After using a platform specific implementation to create a struct (let’s name it driver), you can then implement:

  • PhasePwmPins: giving you the PhasePwmPins::set_pwms(&mut driver, ....) method
  • FocController: Giving the ``FocController::set_phase_angle(&mut driver, …)` method
  • PosSensor: Giving let pos = PosSensor::read_elec_angle(&driver);
  • With PosSensor, and TimeSource implemented, you can then implement MotionTracker, giving access to the that traits interface, which would include methods such as:
    • push_pos_time
    • latest_velocity
    • latest_accel
    • latest_jerk
    • telemtetry_dump

So if you want to just set foo_pwms, you do this in rust code:

fn main() -> ! {
    // esp32 boilerplate to get access/control of relevant peripherals
    let peripherals = Peripherals::take();
    let system = peripherals.SYSTEM.split();
    let clock_ctrl = ClockControl::boot_defaults(system.clock_control);
    let clocks: Clocks = clock_ctrl.freeze();

    let io = IO::new(peripherals.GPIO, peripherals.IO_MUX);
    let pins = io.pins;

    // Pass peripherals into driver constructor
    let mut driver = Esp3PWM::new(
        (pins.gpio1, pins.gpio2, pins.gpio3),
        (pins.gpio4, pins.gpio5),

    // set duty cycles to "meaning of life, universe and everything"
    let foo_a = DutyCycle(0.42f32);
    let foo_b = DutyCycle(0.42f32);
    let foo_c = DutyCycle(0.42f32);
    MotorHiPins::set_pwms(&mut driver, foo_a, foo_b, foo_c);

    // and let's not burn things out?
    MotorHiPins::set_zero(&mut driver);

    loop {}

…you could, of course, use the different elements to bring together the different things that make up FOC to create a true FOC driver.

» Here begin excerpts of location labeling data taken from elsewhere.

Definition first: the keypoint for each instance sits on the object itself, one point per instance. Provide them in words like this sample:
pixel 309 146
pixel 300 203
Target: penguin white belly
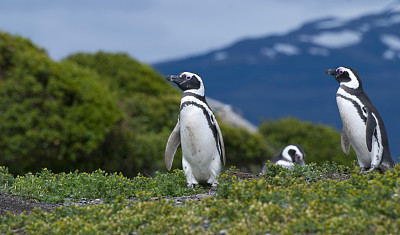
pixel 355 129
pixel 201 160
pixel 285 164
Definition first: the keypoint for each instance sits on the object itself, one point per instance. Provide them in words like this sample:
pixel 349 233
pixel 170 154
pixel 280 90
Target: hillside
pixel 283 75
pixel 330 199
pixel 108 111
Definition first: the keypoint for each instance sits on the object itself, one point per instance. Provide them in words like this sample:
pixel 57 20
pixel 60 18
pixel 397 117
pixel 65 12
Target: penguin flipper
pixel 370 130
pixel 173 142
pixel 221 141
pixel 345 143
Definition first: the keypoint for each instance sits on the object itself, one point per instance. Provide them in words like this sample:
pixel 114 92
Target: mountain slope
pixel 283 75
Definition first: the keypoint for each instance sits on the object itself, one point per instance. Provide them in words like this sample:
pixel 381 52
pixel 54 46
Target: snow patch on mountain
pixel 220 56
pixel 334 40
pixel 386 22
pixel 287 49
pixel 393 44
pixel 331 23
pixel 391 41
pixel 318 51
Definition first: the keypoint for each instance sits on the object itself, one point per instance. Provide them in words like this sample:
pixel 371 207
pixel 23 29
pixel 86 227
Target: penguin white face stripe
pixel 353 83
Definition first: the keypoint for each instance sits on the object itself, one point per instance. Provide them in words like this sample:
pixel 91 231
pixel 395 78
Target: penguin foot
pixel 365 170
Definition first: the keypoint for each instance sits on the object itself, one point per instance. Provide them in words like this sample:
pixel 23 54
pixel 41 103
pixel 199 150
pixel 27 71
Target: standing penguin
pixel 290 155
pixel 198 132
pixel 363 127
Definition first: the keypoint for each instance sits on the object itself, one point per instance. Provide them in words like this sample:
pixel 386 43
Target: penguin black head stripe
pixel 187 81
pixel 346 76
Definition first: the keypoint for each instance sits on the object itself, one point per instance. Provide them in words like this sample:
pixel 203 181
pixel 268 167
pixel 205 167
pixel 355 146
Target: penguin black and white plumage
pixel 290 155
pixel 363 127
pixel 198 133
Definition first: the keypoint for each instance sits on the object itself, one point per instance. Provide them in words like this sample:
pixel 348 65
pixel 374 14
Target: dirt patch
pixel 243 175
pixel 17 205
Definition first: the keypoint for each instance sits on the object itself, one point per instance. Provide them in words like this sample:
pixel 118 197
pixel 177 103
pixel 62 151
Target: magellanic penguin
pixel 198 133
pixel 290 155
pixel 363 127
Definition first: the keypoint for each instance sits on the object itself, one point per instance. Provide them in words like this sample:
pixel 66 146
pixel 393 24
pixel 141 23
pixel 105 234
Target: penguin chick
pixel 363 127
pixel 290 155
pixel 198 133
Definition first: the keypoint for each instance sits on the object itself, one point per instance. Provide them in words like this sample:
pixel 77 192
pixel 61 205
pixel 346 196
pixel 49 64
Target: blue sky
pixel 157 30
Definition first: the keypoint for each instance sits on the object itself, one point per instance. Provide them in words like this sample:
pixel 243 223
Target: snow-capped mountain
pixel 283 75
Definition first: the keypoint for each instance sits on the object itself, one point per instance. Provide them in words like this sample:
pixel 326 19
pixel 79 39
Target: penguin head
pixel 346 76
pixel 294 153
pixel 188 81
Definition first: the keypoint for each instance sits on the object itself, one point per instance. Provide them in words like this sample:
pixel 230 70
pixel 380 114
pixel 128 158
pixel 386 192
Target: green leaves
pixel 302 200
pixel 321 143
pixel 52 114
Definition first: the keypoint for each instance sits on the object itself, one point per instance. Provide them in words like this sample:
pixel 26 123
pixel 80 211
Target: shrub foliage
pixel 52 114
pixel 321 143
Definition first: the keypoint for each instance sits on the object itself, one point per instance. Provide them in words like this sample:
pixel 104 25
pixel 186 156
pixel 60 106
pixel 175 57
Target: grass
pixel 313 199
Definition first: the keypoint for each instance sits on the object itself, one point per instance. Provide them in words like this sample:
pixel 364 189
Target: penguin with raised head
pixel 363 127
pixel 290 155
pixel 198 133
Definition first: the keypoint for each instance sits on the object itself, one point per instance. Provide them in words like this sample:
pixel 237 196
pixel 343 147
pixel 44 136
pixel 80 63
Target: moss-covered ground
pixel 328 199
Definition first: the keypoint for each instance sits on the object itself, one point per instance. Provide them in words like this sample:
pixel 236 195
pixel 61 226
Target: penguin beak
pixel 300 160
pixel 172 78
pixel 332 72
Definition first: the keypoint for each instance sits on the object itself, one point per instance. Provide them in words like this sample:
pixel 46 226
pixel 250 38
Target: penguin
pixel 198 132
pixel 363 127
pixel 290 155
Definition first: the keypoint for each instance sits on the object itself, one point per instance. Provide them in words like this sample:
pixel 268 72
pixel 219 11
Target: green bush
pixel 321 143
pixel 245 150
pixel 150 106
pixel 301 201
pixel 52 114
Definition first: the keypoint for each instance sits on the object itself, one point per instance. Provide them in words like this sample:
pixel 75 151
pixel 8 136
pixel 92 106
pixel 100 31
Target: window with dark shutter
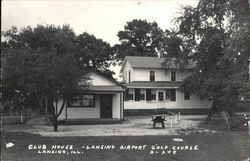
pixel 173 76
pixel 129 76
pixel 160 96
pixel 148 94
pixel 126 96
pixel 173 94
pixel 137 94
pixel 152 76
pixel 168 94
pixel 186 96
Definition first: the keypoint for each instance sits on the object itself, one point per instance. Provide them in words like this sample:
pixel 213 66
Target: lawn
pixel 197 142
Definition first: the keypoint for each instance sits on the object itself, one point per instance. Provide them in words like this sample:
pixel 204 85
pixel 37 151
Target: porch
pixel 91 121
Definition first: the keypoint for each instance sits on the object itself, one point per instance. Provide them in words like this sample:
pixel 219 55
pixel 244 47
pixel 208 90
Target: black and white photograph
pixel 125 80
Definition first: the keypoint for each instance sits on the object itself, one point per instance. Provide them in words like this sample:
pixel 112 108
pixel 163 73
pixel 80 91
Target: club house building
pixel 99 100
pixel 150 86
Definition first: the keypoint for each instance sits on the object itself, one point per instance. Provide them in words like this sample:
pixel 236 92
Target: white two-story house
pixel 150 86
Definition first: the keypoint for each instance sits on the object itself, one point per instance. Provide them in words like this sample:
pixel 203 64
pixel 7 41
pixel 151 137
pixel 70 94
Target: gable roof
pixel 159 84
pixel 149 62
pixel 106 77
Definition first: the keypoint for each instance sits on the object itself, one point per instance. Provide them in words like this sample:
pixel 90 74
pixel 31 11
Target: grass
pixel 221 145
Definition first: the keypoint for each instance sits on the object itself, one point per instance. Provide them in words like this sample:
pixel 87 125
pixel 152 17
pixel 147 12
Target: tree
pixel 216 35
pixel 41 62
pixel 95 53
pixel 139 38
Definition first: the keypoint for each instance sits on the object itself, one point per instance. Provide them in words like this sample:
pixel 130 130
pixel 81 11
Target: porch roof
pixel 159 84
pixel 102 89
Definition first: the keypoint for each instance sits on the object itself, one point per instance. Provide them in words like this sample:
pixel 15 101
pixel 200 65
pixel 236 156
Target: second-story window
pixel 137 94
pixel 152 76
pixel 173 76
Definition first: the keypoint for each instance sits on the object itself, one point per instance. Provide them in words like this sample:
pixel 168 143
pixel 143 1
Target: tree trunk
pixel 55 123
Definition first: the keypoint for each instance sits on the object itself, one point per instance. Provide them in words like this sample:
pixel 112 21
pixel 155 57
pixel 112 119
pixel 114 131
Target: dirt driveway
pixel 132 126
pixel 203 141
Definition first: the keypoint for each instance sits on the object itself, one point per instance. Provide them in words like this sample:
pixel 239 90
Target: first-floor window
pixel 173 94
pixel 137 94
pixel 153 95
pixel 168 94
pixel 186 96
pixel 142 94
pixel 129 94
pixel 85 100
pixel 160 96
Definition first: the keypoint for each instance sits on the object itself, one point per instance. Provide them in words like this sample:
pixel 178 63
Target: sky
pixel 101 18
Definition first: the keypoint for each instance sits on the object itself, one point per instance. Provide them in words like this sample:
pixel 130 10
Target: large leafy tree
pixel 216 34
pixel 95 53
pixel 41 62
pixel 139 38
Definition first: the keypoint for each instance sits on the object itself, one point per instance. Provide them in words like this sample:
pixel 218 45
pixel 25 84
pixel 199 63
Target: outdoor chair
pixel 233 121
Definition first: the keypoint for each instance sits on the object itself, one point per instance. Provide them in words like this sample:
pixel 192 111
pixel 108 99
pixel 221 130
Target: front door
pixel 106 105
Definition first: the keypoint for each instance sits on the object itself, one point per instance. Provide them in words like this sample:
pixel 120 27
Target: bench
pixel 158 119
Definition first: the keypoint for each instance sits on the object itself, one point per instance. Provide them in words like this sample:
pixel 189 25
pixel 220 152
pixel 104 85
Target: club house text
pixel 43 146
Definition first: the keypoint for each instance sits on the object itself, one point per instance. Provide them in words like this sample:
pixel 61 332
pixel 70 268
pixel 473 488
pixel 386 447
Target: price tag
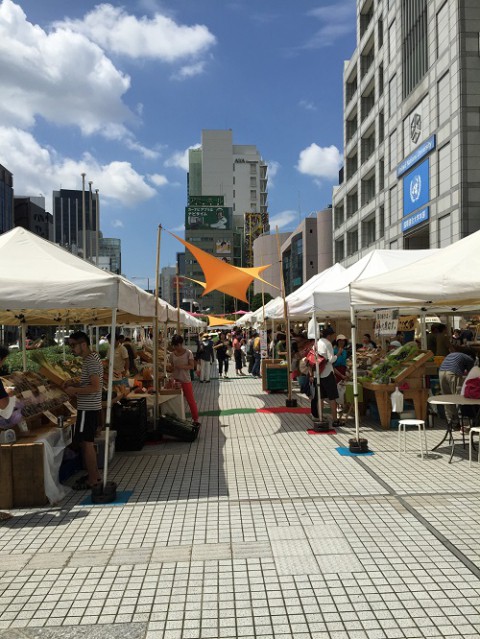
pixel 70 408
pixel 50 416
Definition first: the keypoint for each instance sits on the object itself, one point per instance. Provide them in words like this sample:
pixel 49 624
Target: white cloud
pixel 189 71
pixel 179 159
pixel 283 219
pixel 61 76
pixel 159 38
pixel 308 105
pixel 337 19
pixel 320 162
pixel 158 180
pixel 46 170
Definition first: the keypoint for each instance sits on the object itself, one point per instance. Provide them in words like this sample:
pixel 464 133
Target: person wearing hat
pixel 205 356
pixel 328 384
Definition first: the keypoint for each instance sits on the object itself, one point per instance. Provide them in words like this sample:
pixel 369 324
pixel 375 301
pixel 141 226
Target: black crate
pixel 129 419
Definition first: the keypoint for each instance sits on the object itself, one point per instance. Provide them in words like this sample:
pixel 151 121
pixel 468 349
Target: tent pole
pixel 423 330
pixel 155 330
pixel 290 402
pixel 109 395
pixel 317 369
pixel 353 321
pixel 178 301
pixel 24 347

// If something implements MotorHiPins, PosSensor, TimeSorce, etc..., then it can expose the
// FOCMotor interface
pub trait FOCMotor: MotorHiPins + PosSensor + TimeSource + etc... {
    pub fn default_foc_loop(self) -> ! {

So back to my original question: What are some of the pre-requisites and interfaces needed in order to provide the end user with a “primary playground” looking a bit like this?:

// Pass in a thing with all the resources needed to make a motor...
fn portable_main(mut driver_uninit: impl UninitFOCMotor) -> ! {
    // Let's adjust the default initial config a touch...
    let foc_initial_config = ...;
    // And add some "extras"...
    let driver = driver_uninit
        // Pass something in to define the nature of this listener. spi? usb? tx/rx channel?
        // suppose we want to cache telemetry such as movement, phase-energisation, etc...
        // Probably pass in a UART thing of some sort here
        // ...and point of no-return. 
        // Before: - An interface backed by a platform specific struct that has cached things 
        //         like gpio pins, pulse-count peripherals, etc.
        //         - Compile-time configurations baked into the generics of the contructor.
        // After:  - An interface backed by a platform spicific struct that owns initialised
        //         hardware such as pwm pins, pulse counters, etc.
        //         - Compile-time configurations such as voltage limit, speed limit, etc.
        //           optimised and baked directly into the compiled binary.

    // jump into the infinate foc-loop 


I think a primary question to ask is what objective you are trying to achieve?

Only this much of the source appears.